Dyck knows full well that a lot of teenagers do not really like being told what to do, so she makes study hall a place where students will do their work on their own terms. That is what study hall would look like, during normal times at least. Then the pandemic struck and pitched a curveball; online school.

“I knew we were going to go back to remote,” Dyck explains, “There [are] a couple of doctors in our family, they were saying when people started getting back out the numbers were gonna go up.”

Dyck knew it was inevitable school would return online after a short venture into hybrid learning. Being virtual means changing the whole concept of study hall. 

“I think in person I can make people more comfortable than through a screen,” Dyck explains.

Dyck is an expert at study hall when it comes to in-person school, but hybrid is a little bit more of a challenge. Relying solely on technology can be hard, especially when you are an adult, and weren’t raised on it

“I wasn’t brought up like this, my ageism is hard, “ she admits, “I’m having to overcome all this.”

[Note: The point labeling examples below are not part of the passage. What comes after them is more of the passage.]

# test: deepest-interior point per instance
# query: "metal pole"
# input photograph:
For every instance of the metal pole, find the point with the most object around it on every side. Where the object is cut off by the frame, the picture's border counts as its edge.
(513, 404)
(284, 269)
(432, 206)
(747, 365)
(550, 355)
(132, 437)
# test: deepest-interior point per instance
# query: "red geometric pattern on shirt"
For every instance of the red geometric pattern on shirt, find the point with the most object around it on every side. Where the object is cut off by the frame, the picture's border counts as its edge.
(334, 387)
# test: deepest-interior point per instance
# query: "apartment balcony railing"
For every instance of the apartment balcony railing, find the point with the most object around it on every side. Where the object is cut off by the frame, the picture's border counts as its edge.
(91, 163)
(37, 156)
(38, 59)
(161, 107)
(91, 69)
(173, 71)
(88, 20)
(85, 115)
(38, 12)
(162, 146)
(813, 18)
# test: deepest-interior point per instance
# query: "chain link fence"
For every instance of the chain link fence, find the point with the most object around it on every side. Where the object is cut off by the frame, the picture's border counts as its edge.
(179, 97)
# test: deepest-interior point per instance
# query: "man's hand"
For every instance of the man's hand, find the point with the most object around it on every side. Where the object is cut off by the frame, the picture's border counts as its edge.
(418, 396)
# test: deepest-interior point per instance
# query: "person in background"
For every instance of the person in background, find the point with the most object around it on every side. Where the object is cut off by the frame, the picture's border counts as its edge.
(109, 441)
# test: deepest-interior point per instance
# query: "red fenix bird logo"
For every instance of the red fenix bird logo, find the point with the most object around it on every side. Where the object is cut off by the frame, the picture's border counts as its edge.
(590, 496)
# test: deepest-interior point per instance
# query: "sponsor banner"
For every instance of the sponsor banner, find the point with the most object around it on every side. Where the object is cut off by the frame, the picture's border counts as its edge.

Unlike the students she works with in study hall, Dyck was not brought up with technology, so she is still adapting to using it constantly. That is not the only obstacle that comes with doing online learning.

“The kids are feeling like they do not want to bother anybody,” says Dyck.

She realizes that kids do not feel as comfortable opening up and asking for help over WebEx, and started interviewing her grandkids more to gather insight.

“I don’t normally do that, but if I know what they’re going through, then I can figure out what I need to talk about,” Dyck explains.

Through talking to her grandkids, she realized that instead of talking about organizational skills and good study habits, she needs to talk to her students more about anxiety and mental health. 

“So the psychotherapist in me realized that anxiety, depression, the fear of never having to go this or who in my family is going to die, are all things people are thinking about now,” Dyck iterates. 

This pandemic is a new experience for everyone, so there is a lot of uncertainty going around. It is an important time to not only focus on schoolwork but on your own well-being and everyone else’s. 

“I have never said so many times ‘d’s get degrees’ than I have this year because it is okay for some kids to just get by. They are doing their best they can; we don’t know what their home life is like,” Dyck explains. 

She understands that the most important thing during this uncertain time is to establish good mental health and focus on safety, so, she incorporates talk about stress and anxiety into her usual talk about grades and schoolwork.

Tamara Dyck is more than just the study hall teacher at Erie High School, she is also a caring person who will always grant help to those who need it. Whether a student needs help with their homework or needs advice on how to handle a personal problem, Grammy Tammy is always there to lend a helping hand. Even with all that has changed during the pandemic and all the new challenges that have arisen, her kindness and accountability have stayed the same.

Grammy Tammy with a mask. Like everybody else, she has had to adapt to living in the pandemic and doing everything online.
Tamara Dyck, also known as ‘Grammy Tammy’ is the study hall teacher at EHS.